This is a prerelease version.

View latest

Get Started with SQL Over Files

In this tutorial, you learn the basics of querying files in SQL by creating and querying a CSV file.

Before You Begin

To complete this tutorial, you need the following:

Prerequisites Useful resources

A Hazelcast cluster in client/server mode and an instance of Management Center running on your local network.

A connection to the SQL shell

SQL

Step 1. Create a Data Source to Query

SQL can query data in maps, Kafka topics and the local cluster’s file system.

In this step, you create a CSV file that you can use to query.

  1. Create a file named likes.csv.

  2. Add the following data to your file.

    msg_id,likes,dislikes
    1,20,13
    2,108,25
    3,122,73
    4,9,88
    5,51,42

    This example file contains a record of the number of likes each message has.

Step 2. Create a Mapping to the File

To allow Hazelcast to find and recognize the data in your CSV file, you need to create a mapping to it.

In the SQL shell, use the CREATE MAPPING statement to configure the file connector and give Hazelcast access to the data in the likes.csv file.

CREATE MAPPING csv_likes (msg_id INT, likes INT, dislikes INT)
TYPE File
OPTIONS ('format'='csv',
    'path'='/absolute/path/to/current/directory', 'glob'='likes.csv');
Make sure you replace the path option with the absolute path to your CSV file.
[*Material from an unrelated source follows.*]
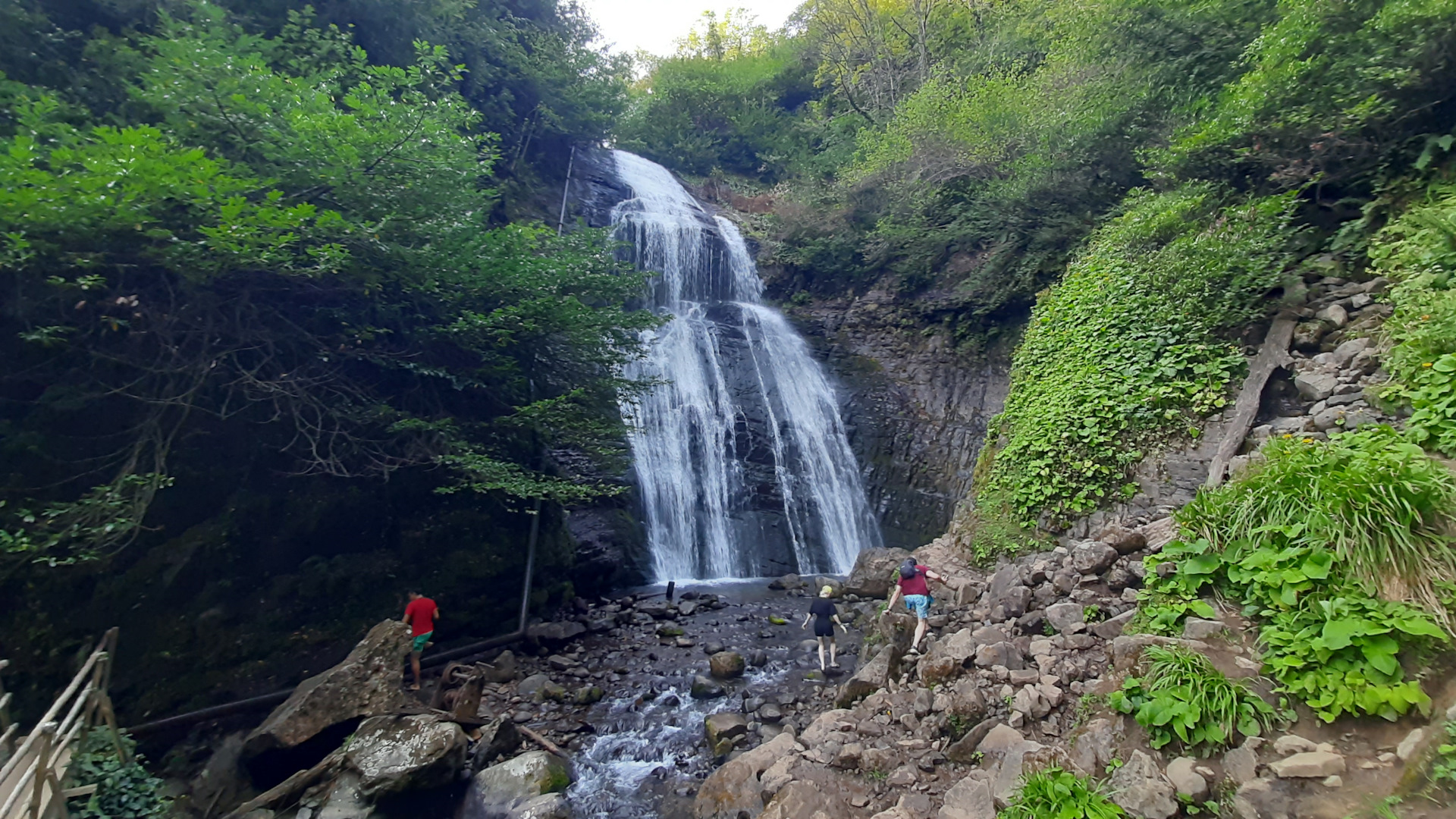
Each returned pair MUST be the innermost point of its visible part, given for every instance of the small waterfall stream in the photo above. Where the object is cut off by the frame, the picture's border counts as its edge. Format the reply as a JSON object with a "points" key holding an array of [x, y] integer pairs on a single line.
{"points": [[740, 452]]}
Step 3. Run Ad-Hoc Queries

Ad-hoc queries allow you to retrieve a small subset of data. Usually these queries are simple and you can have many of them running concurrently in a Hazelcast cluster.

  1. Use a SELECT statement to query all the data in the likes.csv file.

    SELECT * FROM csv_likes;

    You should see the following:

    +------------+------------+------------+
    |      msg_id|       likes|    dislikes|
    +------------+------------+------------+
    |           1|          20|          13|
    |           4|           9|          88|
    |           3|         122|          73|
    |           2|         108|          25|
    |           5|          51|          42|
    +------------+------------+------------+
  2. Query only the msg_id and likes columns, by adding them as a comma-separated list after the SELECT statement.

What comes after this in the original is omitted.